John nodded. “I’m very proud of her. She’s matured a lot in the past few months.” He turned back to Cort. “Christmas is next week. You guys coming home for it or not?”

“Oh, we have to…my folks would kill us, to say nothing of Sadie.” He indicated the older woman in her pretty blue dress talking to some other people. “Maddie’s like the daughter she never had. They can’t have Christmas without us,” he stated. “We’re just going down to Panama City for a couple of days. Maybe later I can take Maddie to Europe and show her the sights. Right now, even a short plane trip is going to make her uncomfortable, much less a long one to somewhere exotic.”

“I don’t think Maddie will mind where you go, as long as she’s with you,” John said. “I wish you all the best. You know that.”

“Thanks, bro.”

“And when you come home, maybe we can crack open some new video games, now that my sister won’t complain about my having you over,” he added with a sigh.

Cort just grinned.

The hotel was right on the beach. It was cold in Panama City, but not so cold that they couldn’t sit on the patio beyond the glass sliding doors and look at the cold moonlight on the ocean.

Predictably, they’d barely made it into the hotel room when all the months of pent-up anguished desire were taken off the bridle for the first time.

He tried to be gentle, he really did, but his body was shivering with need long before he could do what he wanted to do: to show his love for Maddie.

Not that she noticed. She was with him every step of the way, even when the first encounter stung and made her cry out.

“This is part of it,” he gritted, trying to slow down. “I’m so sorry!”

“Don’t…sweat it,” she panted, moving up to meet the furious downward motion of his hips. “You can hang out…the bedsheet in the morning…to prove I was a virgin…!”

“Wha-a-at?” he yelped, and burst out laughing even as his body shuddered with the beginning of ecstasy.

“First…base,” she choked out, and bit him.

It was the most glorious high he’d ever experienced. He groaned and groaned as his body shuddered over hers. The pleasure was exquisite. He felt it in every cell of his body, with every beat of his heart. He could hear his own heartbeat, the passion was so violent.

Under him, her soft body was rising and falling like a pistol as she kept pace with his need, encouraged it, fanned the flames and, finally, glued itself to his in an absolute epiphany of satisfaction that convulsed both of them as they almost passed out from the climax.

She clung to him, shivering with pleasure in the aftermath. Neither of them could stop moving, savoring the dregs of passion until they drained the cup dry.

“Wow,” she whispered as she looked into his eyes.

“Wow,” he whispered back. He looked down their bodies to where they were joined. They hadn’t even thought of turning out the lights. He was glad. Looking at her, like this, was a joy he hadn’t expected.

“Beautiful,” he breathed.

She smiled slowly. “And to think I was nervous about the first time,” she said.

“Obviously unnecessary, since I have skills far beyond those of most mortal men…oof!”

She’d hit him. She grinned, though. And then she wiggled her eyebrows and moved her hips ever so slowly. Despite the sting, and the discomfort, pleasure welled up like water above a dam in a flood.
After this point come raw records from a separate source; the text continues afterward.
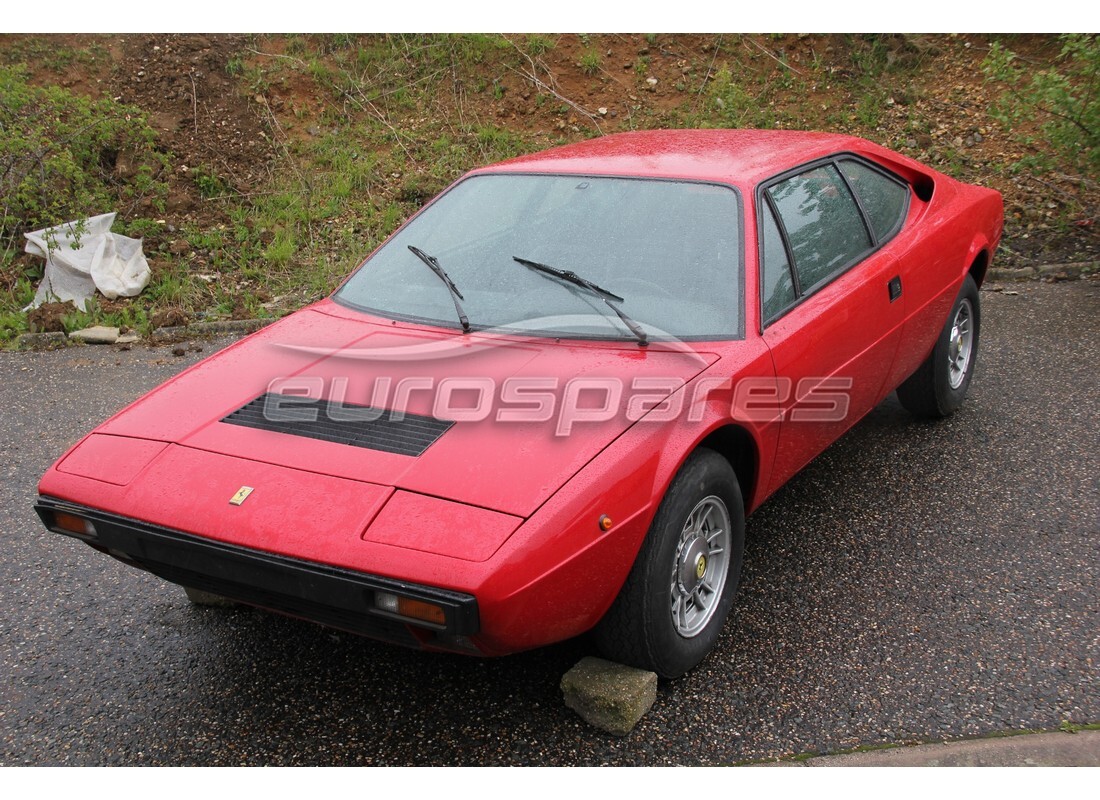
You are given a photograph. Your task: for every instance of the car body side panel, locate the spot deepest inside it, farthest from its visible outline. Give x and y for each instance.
(834, 351)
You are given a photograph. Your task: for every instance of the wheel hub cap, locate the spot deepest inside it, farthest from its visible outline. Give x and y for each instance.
(959, 347)
(692, 563)
(702, 563)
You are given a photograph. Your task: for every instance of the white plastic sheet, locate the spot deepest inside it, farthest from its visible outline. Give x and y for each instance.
(111, 263)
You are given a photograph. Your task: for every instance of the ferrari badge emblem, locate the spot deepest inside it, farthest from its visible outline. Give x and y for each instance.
(242, 494)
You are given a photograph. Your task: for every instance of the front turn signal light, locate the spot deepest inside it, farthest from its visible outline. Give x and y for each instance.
(413, 610)
(73, 524)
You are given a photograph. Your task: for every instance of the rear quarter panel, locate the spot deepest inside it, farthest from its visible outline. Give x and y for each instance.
(944, 238)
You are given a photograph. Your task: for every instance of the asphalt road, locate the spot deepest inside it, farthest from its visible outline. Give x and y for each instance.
(917, 581)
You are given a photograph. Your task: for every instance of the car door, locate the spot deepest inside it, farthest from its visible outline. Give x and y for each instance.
(832, 298)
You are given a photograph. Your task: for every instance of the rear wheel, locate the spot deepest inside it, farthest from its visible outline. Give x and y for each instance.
(671, 609)
(938, 386)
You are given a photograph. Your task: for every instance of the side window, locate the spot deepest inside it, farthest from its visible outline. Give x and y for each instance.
(824, 226)
(884, 200)
(776, 287)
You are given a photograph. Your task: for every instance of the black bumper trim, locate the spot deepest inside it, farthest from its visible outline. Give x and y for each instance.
(330, 595)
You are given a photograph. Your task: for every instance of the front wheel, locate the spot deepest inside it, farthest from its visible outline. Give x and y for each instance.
(671, 609)
(939, 384)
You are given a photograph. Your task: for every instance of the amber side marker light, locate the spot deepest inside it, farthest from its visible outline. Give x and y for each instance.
(73, 524)
(414, 610)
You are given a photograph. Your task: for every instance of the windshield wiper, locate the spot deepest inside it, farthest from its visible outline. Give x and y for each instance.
(572, 277)
(455, 295)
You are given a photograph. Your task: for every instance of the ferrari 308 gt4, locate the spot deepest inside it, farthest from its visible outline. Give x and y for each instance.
(545, 405)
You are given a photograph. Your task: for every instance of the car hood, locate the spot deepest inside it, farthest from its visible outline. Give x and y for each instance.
(526, 413)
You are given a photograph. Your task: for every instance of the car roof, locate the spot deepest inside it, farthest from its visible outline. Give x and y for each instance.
(736, 156)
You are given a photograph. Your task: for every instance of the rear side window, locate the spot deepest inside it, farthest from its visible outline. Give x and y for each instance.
(883, 199)
(818, 222)
(824, 227)
(778, 288)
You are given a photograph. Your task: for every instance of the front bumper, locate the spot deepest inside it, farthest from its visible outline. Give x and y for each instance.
(330, 595)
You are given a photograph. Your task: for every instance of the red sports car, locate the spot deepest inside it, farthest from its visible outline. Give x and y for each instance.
(545, 405)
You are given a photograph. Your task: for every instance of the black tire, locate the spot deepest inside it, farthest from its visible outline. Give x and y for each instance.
(671, 573)
(939, 384)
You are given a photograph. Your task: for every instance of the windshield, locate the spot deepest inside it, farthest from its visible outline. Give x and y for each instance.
(669, 249)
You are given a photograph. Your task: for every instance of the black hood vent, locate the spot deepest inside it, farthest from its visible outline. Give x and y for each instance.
(344, 423)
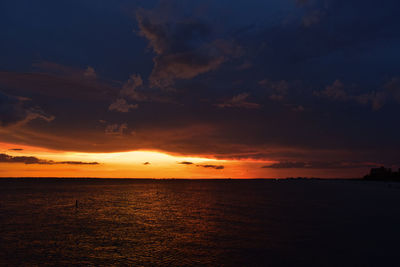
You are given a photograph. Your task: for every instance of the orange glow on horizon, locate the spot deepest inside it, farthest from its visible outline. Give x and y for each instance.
(142, 164)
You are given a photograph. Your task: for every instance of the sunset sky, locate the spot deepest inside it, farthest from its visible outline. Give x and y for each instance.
(199, 89)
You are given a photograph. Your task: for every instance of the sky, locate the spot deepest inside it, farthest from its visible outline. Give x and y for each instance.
(199, 89)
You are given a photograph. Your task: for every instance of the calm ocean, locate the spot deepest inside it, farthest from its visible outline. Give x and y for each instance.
(198, 222)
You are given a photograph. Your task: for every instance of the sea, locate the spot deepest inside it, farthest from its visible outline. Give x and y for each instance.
(149, 222)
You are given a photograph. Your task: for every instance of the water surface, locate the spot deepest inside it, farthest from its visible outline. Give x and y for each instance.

“Oh, yes,” she whispered as he began to move, looking straight into her eyes. “Yes. Do that.”

He smiled. “This,” he murmured, “is going to be indescribable.”

And it was.

When they got back, in time for the Christmas celebrations at Skylance, nobody could understand why, when Cort whispered, “first base,” Maddie almost fell down laughing. But that was one secret neither one of them ever shared with another living soul.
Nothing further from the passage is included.